O filme opera em um registro curioso, alternando a leveza quase ingênua de certas situações com a brutalidade de perdas irreversíveis. Essa oscilação entre o riso e o desespero não é um defeito, mas uma verdade emocional: a vida raramente se organiza em tons coerentes. Há dias em que a tragédia e a ternura dividem a mesma mesa, e o longa de Herbert Ross entende isso melhor do que muitos dramas que se pretendem profundos. O humor surge como forma de resistência, não de fuga: uma maneira de continuar respirando quando o ar rareia.
A direção evita idealizar suas protagonistas. Todas são falhas, contraditórias e, por isso mesmo, profundamente humanas. O roteiro não busca torná-las exemplares, mas reconhecíveis: mulheres que se machucam, se protegem e se redimem, mesmo quando o perdão vem tarde demais. A amizade entre elas se constrói na imperfeição, nas mentiras contadas por medo, nas confissões sussurradas no limite da confiança. Há uma beleza desconcertante nesse laço que não promete eternidade, mas oferece presença. E às vezes, isso é o que salva.

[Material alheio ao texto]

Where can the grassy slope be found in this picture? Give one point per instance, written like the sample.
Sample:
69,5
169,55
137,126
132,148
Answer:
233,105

A presença masculina, em contraste, não é demonizada, mas deslocada. Os homens aparecem como figuras periféricas, satélites ocasionais orbitando a jornada principal. Essa inversão de eixo é proposital e necessária: o centro aqui pertence às mulheres e à maneira como elas aprendem a se reconhecer fora dos papéis esperados delas, mãe, amante, cuidadora. “Boys on the Side” não é um manifesto de exclusão, mas de afirmação: um lembrete de que o olhar feminino pode ser protagonista sem pedir licença.
O que permanece não é a dor da perda, mas a estranha serenidade que surge quando se aceita que a vida é feita de despedidas e reencontros invisíveis. O filme se despede sem dramatizações, como quem entende que a amizade não precisa de eternidade para ser verdadeira. É um daqueles raros retratos que, ao falar sobre mulheres, fala sobre o humano em sua totalidade, com falhas, contradições e uma coragem silenciosa que persiste mesmo quando tudo parece se desmanchar.